Benchmarks

LangExtract benchmarks

Understand how LangExtract behaves on real‑world extraction tasks, how grounding is evaluated, and how to reproduce results locally.

What we measure

LangExtract focuses on two core aspects of information extraction: structured correctness (did we extract the right fields?) and grounding accuracy (do those fields map to the right parts of the source text?).

  • Field‑level precision and recall for entities and attributes.
  • Span‑level alignment metrics for grounding.
  • Latency and cost metrics across providers and models.

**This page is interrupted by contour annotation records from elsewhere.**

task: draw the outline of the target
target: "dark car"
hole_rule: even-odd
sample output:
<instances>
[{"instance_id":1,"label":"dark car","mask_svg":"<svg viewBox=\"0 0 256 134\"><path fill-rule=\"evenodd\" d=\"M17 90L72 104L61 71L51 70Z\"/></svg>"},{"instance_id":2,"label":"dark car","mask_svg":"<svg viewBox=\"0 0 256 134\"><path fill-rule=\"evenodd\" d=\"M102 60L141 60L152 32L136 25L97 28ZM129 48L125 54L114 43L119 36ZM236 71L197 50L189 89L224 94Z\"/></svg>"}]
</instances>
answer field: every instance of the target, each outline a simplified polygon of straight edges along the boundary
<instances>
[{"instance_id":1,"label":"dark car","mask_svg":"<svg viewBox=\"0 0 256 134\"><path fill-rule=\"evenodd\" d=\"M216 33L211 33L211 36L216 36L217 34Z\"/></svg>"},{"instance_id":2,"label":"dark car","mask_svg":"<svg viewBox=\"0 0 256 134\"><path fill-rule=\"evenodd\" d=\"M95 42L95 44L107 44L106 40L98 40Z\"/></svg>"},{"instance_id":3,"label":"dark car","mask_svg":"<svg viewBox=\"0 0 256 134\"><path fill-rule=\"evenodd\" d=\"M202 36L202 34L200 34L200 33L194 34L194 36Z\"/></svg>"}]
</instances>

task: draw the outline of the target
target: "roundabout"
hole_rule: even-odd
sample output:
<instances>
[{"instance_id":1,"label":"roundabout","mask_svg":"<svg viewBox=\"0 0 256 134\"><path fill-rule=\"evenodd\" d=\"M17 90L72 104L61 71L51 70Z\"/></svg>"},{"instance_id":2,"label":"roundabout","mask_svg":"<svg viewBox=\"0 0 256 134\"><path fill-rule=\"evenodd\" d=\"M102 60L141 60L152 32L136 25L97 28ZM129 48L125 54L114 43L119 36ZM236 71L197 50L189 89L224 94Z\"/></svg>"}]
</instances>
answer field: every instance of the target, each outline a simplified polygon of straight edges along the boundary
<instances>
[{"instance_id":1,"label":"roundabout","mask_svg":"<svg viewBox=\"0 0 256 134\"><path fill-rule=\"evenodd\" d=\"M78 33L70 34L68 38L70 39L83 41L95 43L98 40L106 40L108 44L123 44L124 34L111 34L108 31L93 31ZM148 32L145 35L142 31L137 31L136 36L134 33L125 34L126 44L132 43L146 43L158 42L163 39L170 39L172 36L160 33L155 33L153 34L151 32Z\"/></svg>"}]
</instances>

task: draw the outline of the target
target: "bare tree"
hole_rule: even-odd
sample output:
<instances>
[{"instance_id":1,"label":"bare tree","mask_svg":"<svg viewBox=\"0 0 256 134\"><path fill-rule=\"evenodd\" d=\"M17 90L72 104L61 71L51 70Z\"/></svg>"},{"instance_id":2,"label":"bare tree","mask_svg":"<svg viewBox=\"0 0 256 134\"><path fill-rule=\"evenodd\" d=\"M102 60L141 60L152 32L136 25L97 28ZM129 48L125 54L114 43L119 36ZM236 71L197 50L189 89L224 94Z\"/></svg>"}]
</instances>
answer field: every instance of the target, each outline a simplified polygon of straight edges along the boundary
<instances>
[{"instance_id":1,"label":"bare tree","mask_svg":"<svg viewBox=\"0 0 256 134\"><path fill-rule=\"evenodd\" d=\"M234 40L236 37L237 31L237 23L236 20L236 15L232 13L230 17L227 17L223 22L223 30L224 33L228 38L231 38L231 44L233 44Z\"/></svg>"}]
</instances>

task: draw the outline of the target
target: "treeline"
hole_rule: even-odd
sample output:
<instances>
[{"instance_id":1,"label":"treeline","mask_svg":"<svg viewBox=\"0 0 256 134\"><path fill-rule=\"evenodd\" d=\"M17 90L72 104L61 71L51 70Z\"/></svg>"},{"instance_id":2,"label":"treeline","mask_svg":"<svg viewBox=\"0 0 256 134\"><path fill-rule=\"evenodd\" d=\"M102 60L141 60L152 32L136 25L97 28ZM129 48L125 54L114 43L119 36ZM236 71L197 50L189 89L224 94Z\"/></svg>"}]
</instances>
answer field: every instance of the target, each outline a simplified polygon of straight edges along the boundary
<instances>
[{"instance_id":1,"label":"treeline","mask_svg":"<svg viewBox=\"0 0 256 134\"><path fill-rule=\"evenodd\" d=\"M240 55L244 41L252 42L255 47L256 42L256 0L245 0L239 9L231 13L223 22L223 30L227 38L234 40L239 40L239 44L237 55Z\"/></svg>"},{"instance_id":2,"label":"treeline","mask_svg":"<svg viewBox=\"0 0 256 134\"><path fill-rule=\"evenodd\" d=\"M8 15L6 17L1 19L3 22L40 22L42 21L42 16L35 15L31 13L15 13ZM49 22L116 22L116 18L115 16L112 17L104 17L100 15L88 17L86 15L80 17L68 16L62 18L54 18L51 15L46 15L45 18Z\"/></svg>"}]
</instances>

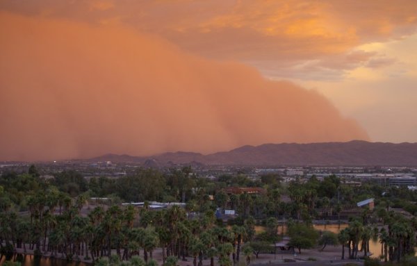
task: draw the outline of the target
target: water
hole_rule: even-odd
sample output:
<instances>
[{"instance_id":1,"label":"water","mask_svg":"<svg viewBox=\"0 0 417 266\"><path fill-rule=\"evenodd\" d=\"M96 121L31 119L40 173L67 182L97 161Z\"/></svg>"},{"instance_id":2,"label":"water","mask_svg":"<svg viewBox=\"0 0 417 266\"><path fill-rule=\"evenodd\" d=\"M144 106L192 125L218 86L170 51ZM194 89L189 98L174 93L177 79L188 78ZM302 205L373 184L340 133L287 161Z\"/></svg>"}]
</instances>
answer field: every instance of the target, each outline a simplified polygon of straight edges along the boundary
<instances>
[{"instance_id":1,"label":"water","mask_svg":"<svg viewBox=\"0 0 417 266\"><path fill-rule=\"evenodd\" d=\"M42 258L36 261L33 255L16 254L8 260L20 261L22 266L89 266L88 263L80 262L67 262L67 260L60 258ZM6 261L6 257L1 256L0 265Z\"/></svg>"}]
</instances>

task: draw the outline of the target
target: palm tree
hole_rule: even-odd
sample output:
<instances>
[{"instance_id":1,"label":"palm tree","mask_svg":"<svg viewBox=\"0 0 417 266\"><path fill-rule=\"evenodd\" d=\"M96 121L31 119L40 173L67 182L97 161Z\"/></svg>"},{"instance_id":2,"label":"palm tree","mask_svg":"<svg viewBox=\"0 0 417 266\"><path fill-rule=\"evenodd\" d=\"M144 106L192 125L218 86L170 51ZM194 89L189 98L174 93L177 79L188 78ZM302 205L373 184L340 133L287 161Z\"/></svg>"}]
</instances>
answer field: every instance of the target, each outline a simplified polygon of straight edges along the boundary
<instances>
[{"instance_id":1,"label":"palm tree","mask_svg":"<svg viewBox=\"0 0 417 266\"><path fill-rule=\"evenodd\" d=\"M145 262L138 256L133 256L129 260L130 264L132 266L145 266Z\"/></svg>"},{"instance_id":2,"label":"palm tree","mask_svg":"<svg viewBox=\"0 0 417 266\"><path fill-rule=\"evenodd\" d=\"M210 258L210 266L214 266L214 257L218 256L218 251L215 247L211 247L207 249L206 255Z\"/></svg>"},{"instance_id":3,"label":"palm tree","mask_svg":"<svg viewBox=\"0 0 417 266\"><path fill-rule=\"evenodd\" d=\"M191 253L194 260L193 264L194 266L197 266L197 257L200 253L201 251L204 249L203 243L202 241L195 236L193 236L190 240L190 244L188 245L188 251Z\"/></svg>"},{"instance_id":4,"label":"palm tree","mask_svg":"<svg viewBox=\"0 0 417 266\"><path fill-rule=\"evenodd\" d=\"M349 244L349 229L348 228L341 230L338 234L338 241L342 244L342 260L345 259L345 246ZM350 247L349 249L350 249Z\"/></svg>"},{"instance_id":5,"label":"palm tree","mask_svg":"<svg viewBox=\"0 0 417 266\"><path fill-rule=\"evenodd\" d=\"M389 242L389 235L384 228L381 228L379 231L379 243L381 243L381 254L384 256L384 261L388 261L388 243Z\"/></svg>"},{"instance_id":6,"label":"palm tree","mask_svg":"<svg viewBox=\"0 0 417 266\"><path fill-rule=\"evenodd\" d=\"M155 229L153 227L148 227L145 231L145 235L143 238L143 253L145 256L145 261L147 263L147 252L149 252L149 256L152 259L152 253L154 249L158 247L159 243L159 238L158 233L155 232Z\"/></svg>"},{"instance_id":7,"label":"palm tree","mask_svg":"<svg viewBox=\"0 0 417 266\"><path fill-rule=\"evenodd\" d=\"M250 258L252 253L254 253L254 249L252 249L252 247L250 247L250 244L245 244L245 246L243 246L242 251L246 256L246 265L249 265L250 264Z\"/></svg>"},{"instance_id":8,"label":"palm tree","mask_svg":"<svg viewBox=\"0 0 417 266\"><path fill-rule=\"evenodd\" d=\"M163 264L163 266L177 266L178 258L174 256L170 256Z\"/></svg>"},{"instance_id":9,"label":"palm tree","mask_svg":"<svg viewBox=\"0 0 417 266\"><path fill-rule=\"evenodd\" d=\"M275 233L276 233L277 227L275 227ZM246 230L243 226L234 226L232 227L232 231L234 233L235 235L236 235L236 242L237 242L237 248L236 248L236 260L239 261L240 255L240 246L242 244L242 241L245 240L246 238Z\"/></svg>"},{"instance_id":10,"label":"palm tree","mask_svg":"<svg viewBox=\"0 0 417 266\"><path fill-rule=\"evenodd\" d=\"M356 258L358 256L358 247L359 240L362 238L363 226L359 221L353 221L349 224L349 234L352 243L353 250L350 254L350 258Z\"/></svg>"}]
</instances>

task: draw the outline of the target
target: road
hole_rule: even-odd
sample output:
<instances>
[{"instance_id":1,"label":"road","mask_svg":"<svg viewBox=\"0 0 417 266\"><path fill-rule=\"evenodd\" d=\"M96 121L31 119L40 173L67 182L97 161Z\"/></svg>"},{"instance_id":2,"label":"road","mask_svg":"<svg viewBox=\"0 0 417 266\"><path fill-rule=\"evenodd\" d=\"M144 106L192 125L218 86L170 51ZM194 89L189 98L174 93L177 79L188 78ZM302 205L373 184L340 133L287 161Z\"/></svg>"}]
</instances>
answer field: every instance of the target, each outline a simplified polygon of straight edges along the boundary
<instances>
[{"instance_id":1,"label":"road","mask_svg":"<svg viewBox=\"0 0 417 266\"><path fill-rule=\"evenodd\" d=\"M348 263L354 263L357 265L363 265L363 260L318 260L318 261L300 261L297 263L259 263L251 264L251 266L343 266Z\"/></svg>"}]
</instances>

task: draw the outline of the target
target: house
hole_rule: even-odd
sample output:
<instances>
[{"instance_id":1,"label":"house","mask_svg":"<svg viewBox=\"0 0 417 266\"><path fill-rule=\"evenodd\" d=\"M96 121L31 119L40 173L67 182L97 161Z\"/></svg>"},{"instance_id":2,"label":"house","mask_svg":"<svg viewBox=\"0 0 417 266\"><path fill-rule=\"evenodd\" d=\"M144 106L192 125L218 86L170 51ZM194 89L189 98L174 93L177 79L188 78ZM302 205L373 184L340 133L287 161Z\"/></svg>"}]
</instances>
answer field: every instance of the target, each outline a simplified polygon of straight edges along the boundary
<instances>
[{"instance_id":1,"label":"house","mask_svg":"<svg viewBox=\"0 0 417 266\"><path fill-rule=\"evenodd\" d=\"M363 207L366 206L369 206L369 210L372 210L374 208L374 199L373 198L370 198L370 199L365 199L364 201L359 201L357 203L357 206L358 207Z\"/></svg>"},{"instance_id":2,"label":"house","mask_svg":"<svg viewBox=\"0 0 417 266\"><path fill-rule=\"evenodd\" d=\"M238 188L230 187L224 188L224 192L229 194L263 194L265 190L262 188Z\"/></svg>"}]
</instances>

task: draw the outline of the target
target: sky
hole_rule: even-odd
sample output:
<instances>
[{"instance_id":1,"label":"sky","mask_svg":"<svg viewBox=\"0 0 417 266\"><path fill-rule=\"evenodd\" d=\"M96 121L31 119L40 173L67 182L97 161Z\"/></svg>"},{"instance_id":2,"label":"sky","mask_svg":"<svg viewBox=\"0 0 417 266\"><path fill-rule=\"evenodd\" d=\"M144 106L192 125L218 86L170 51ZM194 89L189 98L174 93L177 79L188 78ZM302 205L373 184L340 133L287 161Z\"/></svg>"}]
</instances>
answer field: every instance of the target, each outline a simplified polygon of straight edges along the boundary
<instances>
[{"instance_id":1,"label":"sky","mask_svg":"<svg viewBox=\"0 0 417 266\"><path fill-rule=\"evenodd\" d=\"M0 160L417 142L414 1L0 2Z\"/></svg>"}]
</instances>

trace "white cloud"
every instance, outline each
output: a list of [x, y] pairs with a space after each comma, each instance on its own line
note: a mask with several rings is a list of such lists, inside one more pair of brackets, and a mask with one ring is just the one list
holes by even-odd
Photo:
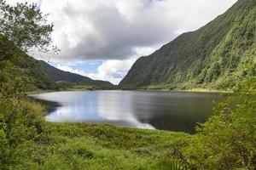
[[104, 80], [109, 81], [113, 84], [118, 84], [121, 79], [125, 76], [128, 70], [131, 67], [134, 62], [139, 56], [143, 54], [148, 55], [153, 53], [154, 48], [136, 48], [134, 49], [134, 56], [131, 58], [119, 60], [108, 60], [102, 62], [102, 64], [97, 68], [96, 73], [84, 72], [83, 71], [73, 69], [70, 65], [57, 65], [57, 68], [62, 71], [79, 74], [84, 76], [89, 76], [94, 80]]
[[[26, 0], [7, 0], [14, 4]], [[179, 34], [194, 31], [237, 0], [28, 0], [54, 22], [61, 49], [58, 68], [118, 83], [140, 56]], [[103, 60], [96, 73], [73, 69], [76, 62]]]
[[[7, 0], [9, 3], [25, 0]], [[236, 0], [28, 0], [55, 23], [52, 60], [124, 60], [168, 42], [224, 13]]]

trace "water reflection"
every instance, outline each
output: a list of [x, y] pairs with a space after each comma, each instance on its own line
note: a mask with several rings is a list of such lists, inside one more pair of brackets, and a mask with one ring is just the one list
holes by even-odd
[[49, 122], [104, 122], [194, 133], [212, 114], [217, 94], [142, 91], [57, 92], [32, 95], [57, 102]]

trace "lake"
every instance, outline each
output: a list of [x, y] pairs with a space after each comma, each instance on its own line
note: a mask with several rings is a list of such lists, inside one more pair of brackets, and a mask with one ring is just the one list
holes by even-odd
[[212, 114], [219, 94], [156, 91], [75, 91], [31, 95], [52, 102], [46, 121], [101, 122], [195, 133]]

Benchmarks are implemented as reproducible scripts in the official repository.

Domains covered

Current benchmark suites cover several representative domains:

  • Medication extraction from synthetic clinical notes.
  • Radiology report structuring (findings and impressions).
  • Long‑form literature extraction with multi‑pass pipelines.
  • General entity and relationship extraction from mixed text.

For concrete examples of how these benchmarks map to real code, see the Medication, Radiology, and Romeo and Juliet example pages.

Running benchmarks locally

To run benchmarks yourself, clone the repository, install test dependencies, and run the test or benchmark suite for your preferred provider:

git clone https://github.com/google/langextract.git
cd langextract
pip install -e ".[test]"

pytest tests  # or use tox for the full matrix

Some suites require provider‑specific configuration (for example, OpenAI or Ollama). See provider notes in the repository for details.